Between May 2021 and June 2022 about 10 terabytes of data were stolen each month by ransomware threat actors. 58.2 percent of the data stolen included employees' personal data.
For 94.2 percent of incidents, it is unclear whether the company paid the ransom or not. However, when the negotiation fails, the attackers usually expose and make the data available on their webpages. This is what happens in general and is a reality for 37.88 percent of incidents.
ENISA therefore concludes that the remaining 62.12 percent of companies either came to an agreement with the attackers or found another solution.
The study also shows that companies of every size and from all sectors are affected.
According to ENISA, the above figures only portray a part of the overall picture as many organizations do not make their incidents public or do not report on them to the relevant authorities.
Information about the disclosed incidents is also quite limited since in most cases the affected organizations are unaware of how threat actors managed to get initial access. In the end, organizations might deal with the issue internally (e.g. decide to pay the ransom) to avoid negative publicity and ensure business continuity. However, such an approach does not help fight the cause – on the contrary, it encourages the phenomenon instead, fuelling the ransomware business model in the process, says ENISA.

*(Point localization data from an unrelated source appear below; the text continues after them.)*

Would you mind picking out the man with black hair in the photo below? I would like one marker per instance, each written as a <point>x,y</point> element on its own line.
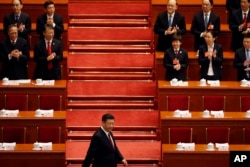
<point>14,53</point>
<point>18,18</point>
<point>242,59</point>
<point>50,17</point>
<point>48,53</point>
<point>103,151</point>
<point>168,23</point>
<point>203,21</point>
<point>239,24</point>
<point>176,60</point>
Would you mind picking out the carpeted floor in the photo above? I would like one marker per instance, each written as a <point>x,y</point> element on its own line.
<point>139,151</point>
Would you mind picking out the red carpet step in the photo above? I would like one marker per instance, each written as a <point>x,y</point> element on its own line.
<point>136,152</point>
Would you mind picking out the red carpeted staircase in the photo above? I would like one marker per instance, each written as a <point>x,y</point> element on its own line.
<point>111,69</point>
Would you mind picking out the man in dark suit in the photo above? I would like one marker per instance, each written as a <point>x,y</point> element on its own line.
<point>48,53</point>
<point>168,23</point>
<point>14,54</point>
<point>239,24</point>
<point>202,22</point>
<point>231,6</point>
<point>210,58</point>
<point>103,151</point>
<point>176,60</point>
<point>50,17</point>
<point>19,18</point>
<point>242,59</point>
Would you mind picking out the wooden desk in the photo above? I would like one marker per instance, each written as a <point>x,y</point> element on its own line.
<point>24,156</point>
<point>30,121</point>
<point>231,89</point>
<point>33,91</point>
<point>234,120</point>
<point>198,158</point>
<point>193,73</point>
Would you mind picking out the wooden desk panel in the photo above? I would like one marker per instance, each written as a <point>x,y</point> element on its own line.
<point>193,73</point>
<point>30,121</point>
<point>231,89</point>
<point>234,120</point>
<point>24,156</point>
<point>198,158</point>
<point>33,91</point>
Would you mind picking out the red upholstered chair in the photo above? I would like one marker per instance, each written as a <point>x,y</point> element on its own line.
<point>49,134</point>
<point>16,102</point>
<point>180,134</point>
<point>47,102</point>
<point>214,103</point>
<point>13,134</point>
<point>246,135</point>
<point>244,103</point>
<point>178,102</point>
<point>217,134</point>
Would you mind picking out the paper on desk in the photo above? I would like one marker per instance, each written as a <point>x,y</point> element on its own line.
<point>10,113</point>
<point>44,113</point>
<point>213,83</point>
<point>218,114</point>
<point>222,146</point>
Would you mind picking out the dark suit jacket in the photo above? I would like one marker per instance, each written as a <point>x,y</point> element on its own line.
<point>14,68</point>
<point>232,5</point>
<point>23,19</point>
<point>239,58</point>
<point>237,37</point>
<point>161,25</point>
<point>101,153</point>
<point>198,27</point>
<point>58,20</point>
<point>216,62</point>
<point>40,56</point>
<point>168,64</point>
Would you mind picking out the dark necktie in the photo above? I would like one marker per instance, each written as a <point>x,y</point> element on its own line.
<point>111,141</point>
<point>50,65</point>
<point>248,58</point>
<point>206,21</point>
<point>16,18</point>
<point>170,21</point>
<point>176,53</point>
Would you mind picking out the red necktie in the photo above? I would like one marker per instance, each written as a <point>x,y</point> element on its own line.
<point>245,21</point>
<point>50,65</point>
<point>111,141</point>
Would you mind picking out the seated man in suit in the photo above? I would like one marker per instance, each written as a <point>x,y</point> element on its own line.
<point>50,17</point>
<point>239,24</point>
<point>203,21</point>
<point>19,18</point>
<point>48,53</point>
<point>103,151</point>
<point>14,54</point>
<point>168,23</point>
<point>242,59</point>
<point>210,58</point>
<point>176,60</point>
<point>231,6</point>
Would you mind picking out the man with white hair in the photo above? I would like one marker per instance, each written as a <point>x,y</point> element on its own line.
<point>168,23</point>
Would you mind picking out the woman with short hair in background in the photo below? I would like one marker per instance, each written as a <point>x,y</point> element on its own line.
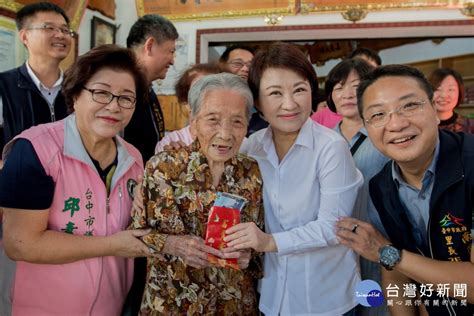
<point>448,88</point>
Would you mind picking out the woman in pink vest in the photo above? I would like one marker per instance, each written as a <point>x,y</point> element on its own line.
<point>64,190</point>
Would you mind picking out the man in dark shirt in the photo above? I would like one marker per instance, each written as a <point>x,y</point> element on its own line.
<point>153,39</point>
<point>31,94</point>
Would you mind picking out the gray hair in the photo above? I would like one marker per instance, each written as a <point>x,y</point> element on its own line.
<point>221,81</point>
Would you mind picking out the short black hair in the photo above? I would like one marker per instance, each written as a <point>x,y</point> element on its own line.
<point>340,73</point>
<point>157,26</point>
<point>225,55</point>
<point>392,71</point>
<point>440,74</point>
<point>369,53</point>
<point>30,10</point>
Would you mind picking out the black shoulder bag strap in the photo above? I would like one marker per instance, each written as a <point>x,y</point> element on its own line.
<point>357,144</point>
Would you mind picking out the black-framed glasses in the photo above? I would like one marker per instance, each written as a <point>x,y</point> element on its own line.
<point>51,29</point>
<point>380,118</point>
<point>105,97</point>
<point>238,64</point>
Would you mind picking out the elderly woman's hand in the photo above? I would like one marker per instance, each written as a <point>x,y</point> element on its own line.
<point>191,249</point>
<point>138,195</point>
<point>248,235</point>
<point>243,256</point>
<point>127,244</point>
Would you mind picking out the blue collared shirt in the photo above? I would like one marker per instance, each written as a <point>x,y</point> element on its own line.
<point>415,201</point>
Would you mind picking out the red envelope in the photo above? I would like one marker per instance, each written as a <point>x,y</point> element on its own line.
<point>219,220</point>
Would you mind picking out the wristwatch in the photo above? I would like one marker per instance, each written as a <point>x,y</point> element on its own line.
<point>389,256</point>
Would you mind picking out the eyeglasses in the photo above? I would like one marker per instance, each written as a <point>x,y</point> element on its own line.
<point>105,97</point>
<point>50,29</point>
<point>379,119</point>
<point>239,64</point>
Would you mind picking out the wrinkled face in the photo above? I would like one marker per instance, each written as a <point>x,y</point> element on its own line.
<point>43,38</point>
<point>162,58</point>
<point>447,94</point>
<point>221,124</point>
<point>239,62</point>
<point>407,140</point>
<point>102,121</point>
<point>344,95</point>
<point>285,100</point>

ENISA is currently exploring ways to improve the reporting of incidents. The revised Network and Information Security Directive (NIS 2) is expected to change the way cyber security incidents are notified in the EU. The new provisions will aim to support a better mapping and understanding of the relevant incidents.
To protect against and respond to ransomware attacks, ENISA recommends the following:
Strengthen your resilience against ransomware by taking actions such as:
- Keep an updated backup of your business files & personal data;
- Keep this backup isolated from the network;
- Apply the 3-2-1 rule of backup: 3 copies, 2 different storage media, 1 copy offsite;
- Run security software designed to detect most ransomware in your endpoint devices;
- |Restrict administrative privileges; etc.
If you fall victim of a ransomware attack:
- Contact the national cyber security authorities or law enforcement for guidance;
- Do not pay the ransom and do not negotiate with the threat actors;
- Quarantine the affected system;
- Visit the No More Ransom Project - This is an initiative by the National High Tech Crime Unit of the Netherlands’ police, Europol’s European Cybercrime Centre, Kaspersky and McAfee with the goal to help victims of ransomware retrieve their encrypted data without having to pay the criminals.